All of this went on until 2014, when a young man named Laquan McDonald was tragically shot by a Chicago Police officer. The following year, footage revealed that the shooting was unprovoked and the officer was charged with first-degree murder. In the aftermath of the attack, and in the wake of an impending investigation from the Department of Justice, Fairley was appointed as the new head of the Independent Police Review Agency (IPRA), the city’s police accountability arm at the time. “IPRA was created in 2008,” Fairley tells me, “and if you look at the ordinance that created it, it sounds great on paper! It had subpoena power, jurisdiction over serious excessive force- all problematic areas. And it was meant to be an independent agency from the police department.” It became apparent, however, that IPRA had not lived up to its design. According to Fairley, the organization was “never fully independent from the police department”, it was “extremely under-resourced”, and as Fairley points out, “it was not very transparent, which is really important when it comes to an accountability system.” The mounting issues with IPRA eventually proved too insurmountable, which prompted Fairley to create a new agency altogether.

From the skeleton of IPRA, Sharon R. Fairley founded the Civilian Office of Police Accountability (COPA), in the hopes of correcting its mistakes. She tells me that her office had four key themes that they wanted to implement into COPA: independence, “we didn’t want the mayor’s people telling us how to investigate our cases”; integrity, “to ensure the process that the agency took to investigate matters had integrity”; timeliness, since “complainants had felt with IPRA that their concerns would go into a black hole and never be addressed”; and transparency, which started with making cases publicly available with redactions when necessary. For Fairley, this was “the only way for the community to evaluate the quality of what we do as an agency.” The four key themes sought to correct all of the key issues with IPRA. All of it was in an effort to build trust with the Chicago community, as well as the law enforcement force. Building COPA was the culmination of Fairley’s life experiences: “everything I had done up to that moment prepared me for the role I had with COPA,” she tells me. “I was actually creating a large city department from scratch…I think most lawyers would not have had the kind of management experience that I had in the corporate world.”

In the nearly six years since she founded COPA, Fairley has kept a close eye on the organization’s activity through her connections, as well as her research.
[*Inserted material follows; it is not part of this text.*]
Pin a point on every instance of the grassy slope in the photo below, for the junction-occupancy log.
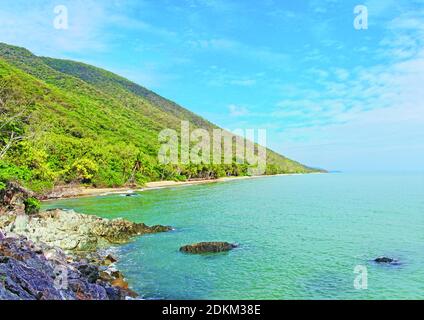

Ultimately, her core values and upbringing led her back into education. “I come from a long line of educators, it was kind of a natural evolution for me to go back to law school.” As a Professor from Practice, Fairley teaches the next generations of law school students, as well as conduct her own research on the multitude of existing civilian accountability systems. She was happy to give us a preview of some of her current work: “I’m working on a project right now that’s all about coming up with empirical evidence to support why [civilian oversight] agencies need more resources. Sometimes it’s hard when you don’t have some empirical evidence to show that if you give us this money to invest in, it’s gonna help us fulfill our mission even better, quicker, faster, and with greater integrity.”

For Shannon R. Fairley, “it’s all about enhancing public safety–that’s the endgame, to help support stronger accountability systems because that’s what makes us all safer.”